October 16, 2014
Alexa Napolitan '15
Communications and Marketing Intern
Karen Ejiofor '16 and Abigail Smith '17 have joined forces to bring sexual assault and domestic violence prevention and response education to Saint Anselm College.
Both students are ambassadors for the Harvard Institute of Politics National Campaign for Political and Civic Engagement, selected to bring to light the civic duties of their college communities.

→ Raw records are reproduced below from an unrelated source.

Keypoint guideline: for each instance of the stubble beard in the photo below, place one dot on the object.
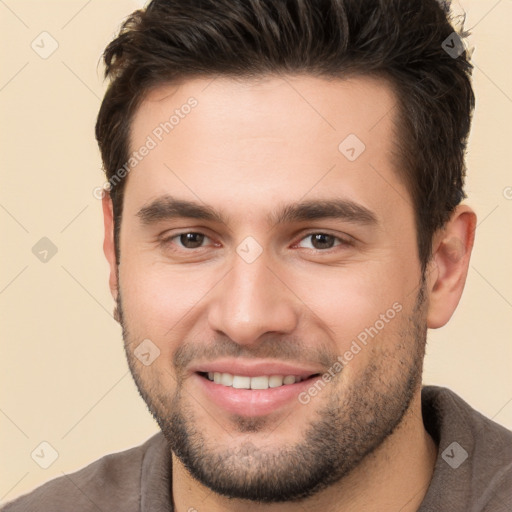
(355, 421)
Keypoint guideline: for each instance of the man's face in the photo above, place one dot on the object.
(271, 285)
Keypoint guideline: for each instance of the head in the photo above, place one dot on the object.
(297, 203)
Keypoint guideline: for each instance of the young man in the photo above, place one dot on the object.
(283, 224)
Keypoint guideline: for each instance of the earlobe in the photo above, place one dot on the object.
(449, 266)
(108, 242)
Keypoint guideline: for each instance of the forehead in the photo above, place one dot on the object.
(229, 139)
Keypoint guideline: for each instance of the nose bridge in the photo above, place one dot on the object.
(252, 301)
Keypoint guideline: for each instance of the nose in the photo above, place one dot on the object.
(253, 300)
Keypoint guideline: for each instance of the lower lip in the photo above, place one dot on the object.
(247, 402)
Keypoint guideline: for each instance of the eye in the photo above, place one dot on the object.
(322, 241)
(187, 240)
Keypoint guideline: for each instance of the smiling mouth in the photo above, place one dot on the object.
(261, 382)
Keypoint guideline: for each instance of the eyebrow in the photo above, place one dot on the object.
(167, 208)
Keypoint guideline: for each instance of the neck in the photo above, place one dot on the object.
(394, 477)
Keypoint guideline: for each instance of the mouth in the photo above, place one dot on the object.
(260, 382)
(252, 396)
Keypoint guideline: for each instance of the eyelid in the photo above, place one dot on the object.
(345, 240)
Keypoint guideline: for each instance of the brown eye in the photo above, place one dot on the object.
(321, 241)
(191, 240)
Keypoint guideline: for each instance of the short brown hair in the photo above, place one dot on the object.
(402, 41)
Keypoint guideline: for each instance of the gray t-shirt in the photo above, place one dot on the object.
(473, 471)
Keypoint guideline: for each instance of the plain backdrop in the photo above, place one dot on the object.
(64, 378)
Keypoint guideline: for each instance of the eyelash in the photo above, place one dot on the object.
(343, 242)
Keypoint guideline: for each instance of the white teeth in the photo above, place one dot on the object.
(260, 382)
(275, 381)
(240, 382)
(226, 379)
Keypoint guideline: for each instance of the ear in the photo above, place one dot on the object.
(108, 242)
(448, 267)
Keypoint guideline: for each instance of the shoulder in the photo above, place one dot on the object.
(110, 483)
(474, 462)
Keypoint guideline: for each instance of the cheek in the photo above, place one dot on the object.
(158, 302)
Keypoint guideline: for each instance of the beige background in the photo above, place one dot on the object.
(64, 379)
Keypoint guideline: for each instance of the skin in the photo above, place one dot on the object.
(246, 149)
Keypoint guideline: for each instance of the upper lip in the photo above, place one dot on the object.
(251, 368)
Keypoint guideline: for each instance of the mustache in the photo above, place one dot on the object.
(286, 349)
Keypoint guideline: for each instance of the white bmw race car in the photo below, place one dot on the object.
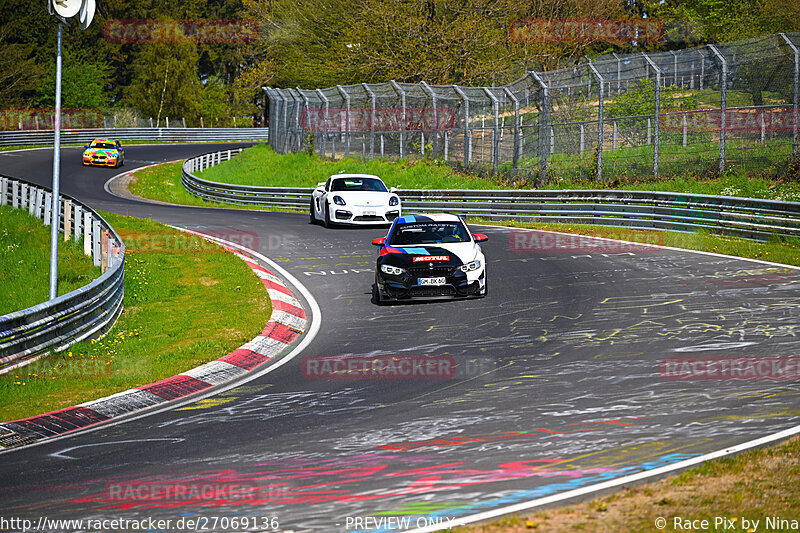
(354, 199)
(429, 256)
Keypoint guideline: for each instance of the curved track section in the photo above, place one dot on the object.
(561, 384)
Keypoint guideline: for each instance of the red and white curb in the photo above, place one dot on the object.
(287, 321)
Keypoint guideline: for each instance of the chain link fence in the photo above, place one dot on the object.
(702, 110)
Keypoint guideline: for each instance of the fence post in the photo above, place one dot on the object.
(674, 67)
(723, 106)
(514, 99)
(495, 132)
(796, 92)
(371, 121)
(467, 131)
(400, 92)
(297, 128)
(327, 119)
(346, 120)
(435, 141)
(599, 122)
(657, 114)
(543, 124)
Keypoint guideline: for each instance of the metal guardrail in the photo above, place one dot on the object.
(57, 324)
(746, 218)
(45, 137)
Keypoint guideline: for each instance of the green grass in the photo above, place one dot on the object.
(187, 302)
(25, 262)
(753, 485)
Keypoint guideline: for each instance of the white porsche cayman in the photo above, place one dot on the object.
(354, 199)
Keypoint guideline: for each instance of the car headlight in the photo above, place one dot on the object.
(472, 265)
(392, 271)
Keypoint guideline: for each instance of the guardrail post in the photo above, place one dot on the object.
(674, 67)
(599, 122)
(619, 71)
(435, 133)
(67, 219)
(305, 103)
(48, 203)
(495, 132)
(327, 119)
(78, 222)
(346, 119)
(371, 121)
(467, 131)
(657, 114)
(723, 106)
(299, 131)
(543, 124)
(517, 127)
(96, 242)
(87, 233)
(399, 90)
(796, 93)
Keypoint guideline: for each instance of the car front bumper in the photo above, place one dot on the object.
(346, 214)
(406, 286)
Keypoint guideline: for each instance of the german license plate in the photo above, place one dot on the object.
(430, 281)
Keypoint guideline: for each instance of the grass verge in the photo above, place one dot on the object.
(25, 262)
(187, 302)
(754, 485)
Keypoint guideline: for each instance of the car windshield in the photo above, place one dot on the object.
(358, 184)
(428, 233)
(107, 146)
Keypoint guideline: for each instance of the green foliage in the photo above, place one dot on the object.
(83, 82)
(166, 82)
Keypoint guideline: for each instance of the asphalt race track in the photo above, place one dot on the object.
(559, 383)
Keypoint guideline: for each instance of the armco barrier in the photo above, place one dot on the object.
(55, 325)
(746, 218)
(33, 137)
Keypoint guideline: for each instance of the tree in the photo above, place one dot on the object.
(166, 83)
(20, 74)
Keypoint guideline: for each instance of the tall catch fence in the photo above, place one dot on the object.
(706, 109)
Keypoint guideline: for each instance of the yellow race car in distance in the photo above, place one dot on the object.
(104, 153)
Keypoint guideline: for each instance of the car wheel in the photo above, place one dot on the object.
(327, 220)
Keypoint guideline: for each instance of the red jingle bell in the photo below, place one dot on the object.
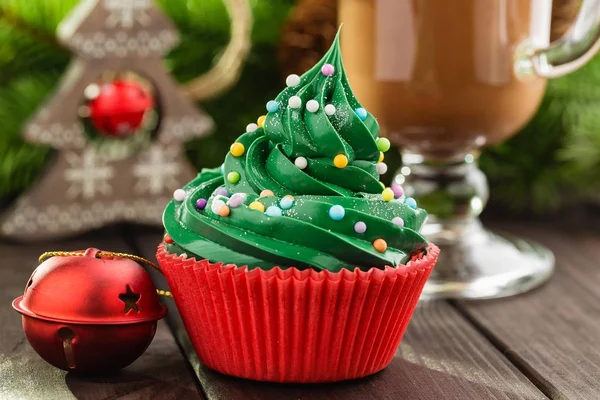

Ejiofor, a philosophy major, and Smith, a politics major, worked on a campus advocacy plan for sexual assault prevention and response over the summer as part of their ambassadorships. They plan to commemorate Sexual Assault Awareness month with a weeklong event this coming April, which will include a Walk a Mile in Her Shoes® event, in which male students, faculty members, and other volunteers will literally walk a mile in high-heeled shoes. The internationally recognized walk is designed for men to show their support towards ending sexual abuse and domestic violence against women.
Ejiofor and Smith are also planning a flag project, placing one lawn flag on the quad for every sexual assault case reported in the 2014-2015 year. Last year, there were 3,800 reported cases.
Preparations for the event are already underway and include meetings with Dr. Steven R. DiSalvo, president of the college, and other college officials.
In the meantime, Ejiofor and Smith were among the attendees of two roundtable discussions hosted by U.S. Senator Kelly Ayotte at Saint Anselm on Tuesday, October 7.
Senator Ayotte is a sponsor of the Campus Safety and Accountability Act, bipartisan legislation introduced in July 2014, proposed to prevent sexual assault on campus and support victims. Saint Anselm is an advocate for this legislation as well.
"Saint Anselm College recognizes and absolutely supports the need for bipartisan legislation like the Campus Safety and Accountability Act to augment Title IX provisions to prevent sexual assault, abuse and domestic violence on campuses everywhere," says DiSalvo.
The goal of the college, and of the campaign initiated by Ejiofor and Smith, is to empower Anselmians with tools to prevent assaults, reopen the discussion about assault, and spread awareness about the problem that affects people across the country.
"We just want people to know that it is a safe place and that there are resources on campus...there are people that really care and want to keep people safe," Smith says, "But there's this disconnect between the students and these people. We're hoping to bring the two together."